I am restating the question using standard EE DSP notation as we might find in O&S (and correcting errors regarding spurious appearance of $2 \pi$):
Suppose a discrete-time, finite power signal
$$x[n] \triangleq x(n/f_\mathrm{s}) \qquad \qquad \text{(where } x(t) \text{ is the continuous-time signal being sampled)}$$
has power spectral density
$$
S_{x}(f) = \lim_{N\to \infty}\mathbb{E}\left[\frac{1}{N}\left| \sum\limits_{n=-N/2}^{N/2-1} x[n] e^{-j 2 \pi n f/f_\mathrm{s}} \right|^2 \right]
$$
where $f_\mathrm{s}$ is the frequency of an "ideal" clock (the sample rate) so that the rising edge of the clock occurs at $t_n = n/f_\mathrm{s} + x[n]$ (...this expression makes no sense).

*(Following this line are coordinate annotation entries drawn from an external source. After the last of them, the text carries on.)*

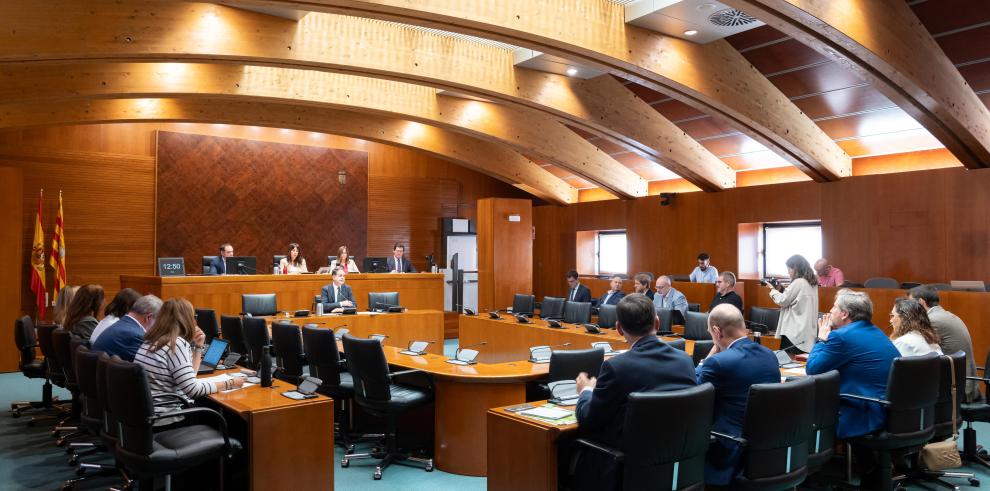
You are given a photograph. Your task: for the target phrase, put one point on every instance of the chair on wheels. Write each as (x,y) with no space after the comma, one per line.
(376,390)
(607,316)
(149,453)
(775,443)
(523,304)
(256,337)
(696,325)
(577,312)
(653,454)
(552,308)
(206,319)
(289,357)
(912,391)
(259,304)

Suppose we can only draw $M$ samples from the infinite sequence. How fast does the quantity
$$
S_{x}^{(M)}(f) = \mathbb{E}\left[\frac{1}{M}\left| \sum\limits_{n=-M/2}^{M/2-1} x[n] e^{-j 2 \pi n f/f_\mathrm{s}} \right|^2 \right]
$$
converge to $S_{x}(f)$? Can general statements be made? (If general statements cannot be made, I am content with results restricted to sequences that are roughly flicker.)
The next thing that the OP should realize is the standard definition of the Discrete-Time Fourier Transform (DTFT):
$$ X\big(e^{j\omega}\big) \triangleq \sum\limits_{n=-\infty}^{\infty} x[n] e^{-j \omega n} $$
Which defines the normalized angular frequency $\omega$ in terms of continuous-time frequency $f$ as
$$ \omega \triangleq 2 \pi \frac{f}{f_\mathrm{s}} $$
THAT is "standard notation" in the DSP subdiscipline within the electrical engineering discipline.